Hello from London!
Yes, this is the Asia-Pacific Dashboard Digest. I just happen to be traveling in the U.K., and what an interesting few days it has been. While GDPR, naturally, is on everyone’s lips, there has also been much interest in Asia. Many of the folk that I and my IAPP colleagues have met have global roles and they are having to look east as things develop apace in Asia.
I was fortunate to be able to attend EY’s Data Protection event in London to hear from leaders in the privacy field, including Commissioner Liz Denham of the U.K. ICO. My colleague Paul Jordan, IAPP managing director for Europe, will no doubt cover that in his MD notes tomorrow. The session that I found particularly interesting, though, was about diversity. The panel (Vivienne Artz, Citi; Shash Patel, Air Products; and João Torres Barreiro, CIPP/E, HCL Technologies) agreed that data protection or privacy is a very egalitarian field and fairly gender-neutral, although it would be great to encourage younger folk into it! Apart from the generational issue, there was a view that the profession could benefit from attracting more nonlawyers. So, the issue is not so much one of diversity but of attracting the requisite talent in sufficient numbers.

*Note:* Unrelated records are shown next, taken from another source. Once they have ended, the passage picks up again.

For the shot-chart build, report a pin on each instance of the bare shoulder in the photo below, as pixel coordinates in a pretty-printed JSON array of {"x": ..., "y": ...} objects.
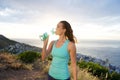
[{"x": 71, "y": 45}]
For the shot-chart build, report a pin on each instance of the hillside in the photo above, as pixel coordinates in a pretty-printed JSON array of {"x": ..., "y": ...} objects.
[{"x": 4, "y": 42}]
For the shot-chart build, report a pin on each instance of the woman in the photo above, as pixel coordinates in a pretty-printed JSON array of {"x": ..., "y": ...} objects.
[{"x": 62, "y": 50}]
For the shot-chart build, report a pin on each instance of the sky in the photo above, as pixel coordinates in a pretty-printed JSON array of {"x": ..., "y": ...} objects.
[{"x": 90, "y": 19}]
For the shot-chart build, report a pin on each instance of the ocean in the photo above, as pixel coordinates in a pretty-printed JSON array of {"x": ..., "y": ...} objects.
[{"x": 102, "y": 49}]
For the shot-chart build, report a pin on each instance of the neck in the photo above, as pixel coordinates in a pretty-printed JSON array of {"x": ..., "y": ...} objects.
[{"x": 62, "y": 38}]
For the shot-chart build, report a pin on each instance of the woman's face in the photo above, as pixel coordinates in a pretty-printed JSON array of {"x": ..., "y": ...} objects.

There was consensus that DPOs need to be a hybrid, with technology, legal, compliance, and risk-management skills, and, certainly in the beginning, some program management skills. Given the shortage of suitably skilled people in this field, organizations are struggling to fill roles and would do well to develop the skills internally, perhaps by creating privacy champions (in their existing roles) in various business areas within their organization, with a view to one or two of these progressing to fully fledged DPOs or CPO. When I speak to groups, I always advocate privacy as a career option and encourage people to get certified to differentiate themselves. Anyone with a genuine interest and competency in the field could go far, and perhaps at the same time lower the average age!
Another aspect of diversity is that of geographies and cultures. Organizations are having to think across borders about whom they deal with and whether they hold data to the same standards as their home geography. Multicultural understanding is a definite advantage when considering how we got here. Europe is a great example of how people are much more protective of their personal data than in other cultures.
Finally, flexibility and a risk-based approach were aptitudes that would also be advantageous to a potential DPO. Some regulations are still open to interpretation and your U.S. or Asian offices may have a different view or priority, based on their history, culture and regulatory environment. To quote Joao “it’s all about risk.” As a risk manager myself, I can definitely relate to that.